TOO MUCH IP/NOT ENOUGH IP

As this week winds down, an interesting juxtaposition showed up in my Inbox:  two separate articles on MSNBC appeared to  contradict one another.

The first article excerpted in my email read:

EARNING a return on IP
MSNBC - USA
... a string of acquisitions, Ray Link, chief finance officer of TriQuint
Semiconductor Inc., found himself with way too much intellectual property to manage. ...

While the second article excerpted in my email read:

MICROSOFT aspires to double patent portfolio
MSNBC - USA
... In June 2003, Microsoft hired Marshall Phelps, a former vice president of intellectual property at IBM and a 28-year veteran at of the Armonk, NY-based company ...

Unlike the other 800000 other email news alerts from Google I received this week, this one got my attention.  How could one company have too much IP while another company doesn't have enough IP (or at least is interested in getting twice as many patents within a short period of time).   

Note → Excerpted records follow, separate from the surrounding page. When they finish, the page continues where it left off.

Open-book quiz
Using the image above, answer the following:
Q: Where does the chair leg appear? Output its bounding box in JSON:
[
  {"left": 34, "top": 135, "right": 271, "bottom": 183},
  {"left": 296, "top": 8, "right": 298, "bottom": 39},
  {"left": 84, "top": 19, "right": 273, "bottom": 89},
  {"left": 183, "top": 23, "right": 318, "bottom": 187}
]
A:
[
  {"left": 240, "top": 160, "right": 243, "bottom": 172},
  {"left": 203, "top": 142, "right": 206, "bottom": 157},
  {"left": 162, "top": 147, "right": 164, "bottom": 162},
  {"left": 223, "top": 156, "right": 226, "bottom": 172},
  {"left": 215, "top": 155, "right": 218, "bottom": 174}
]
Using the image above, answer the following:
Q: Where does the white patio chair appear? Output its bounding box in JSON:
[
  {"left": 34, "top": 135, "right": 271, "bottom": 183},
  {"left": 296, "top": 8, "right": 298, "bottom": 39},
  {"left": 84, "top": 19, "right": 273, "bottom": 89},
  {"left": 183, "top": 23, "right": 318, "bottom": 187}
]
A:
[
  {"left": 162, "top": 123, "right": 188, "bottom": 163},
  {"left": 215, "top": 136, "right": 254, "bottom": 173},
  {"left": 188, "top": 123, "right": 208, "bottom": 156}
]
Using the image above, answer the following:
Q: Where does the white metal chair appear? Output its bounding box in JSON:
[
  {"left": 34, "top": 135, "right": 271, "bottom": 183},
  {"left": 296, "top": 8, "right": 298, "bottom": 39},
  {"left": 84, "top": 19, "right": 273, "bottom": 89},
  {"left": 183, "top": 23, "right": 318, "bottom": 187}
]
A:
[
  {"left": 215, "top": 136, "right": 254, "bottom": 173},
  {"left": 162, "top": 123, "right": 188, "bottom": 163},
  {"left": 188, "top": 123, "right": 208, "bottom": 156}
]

Upon further investigation, story number one has more to do with "bounty of riches" scenarios -- i.e. I have too many patents to use myself and I am making too much money from my competitors who I have licensed.  After reading the full article, the story opens up and becomes more about the neceesity of IP and patent portfolios and less to do with "too much IP".  I would even go out on a limb and say that IP is seen by the companies mentioned (IBM, Xerox, Microsoft) as essential to market maintenance as well as an independent source of revenue that can surpass revenue from actual products.

Both stories are worth reading and do a nice job of reinforcing the proposition that in today's competitive global marketplace, the ability to keep competitors at a distance is only one-half of the IP equation:  unused IP assets must also be turned into revenue streams.  What better place to find that revenue or partner than in your competitors.  As the old saying goes:  keep your friends close and your enemies closer.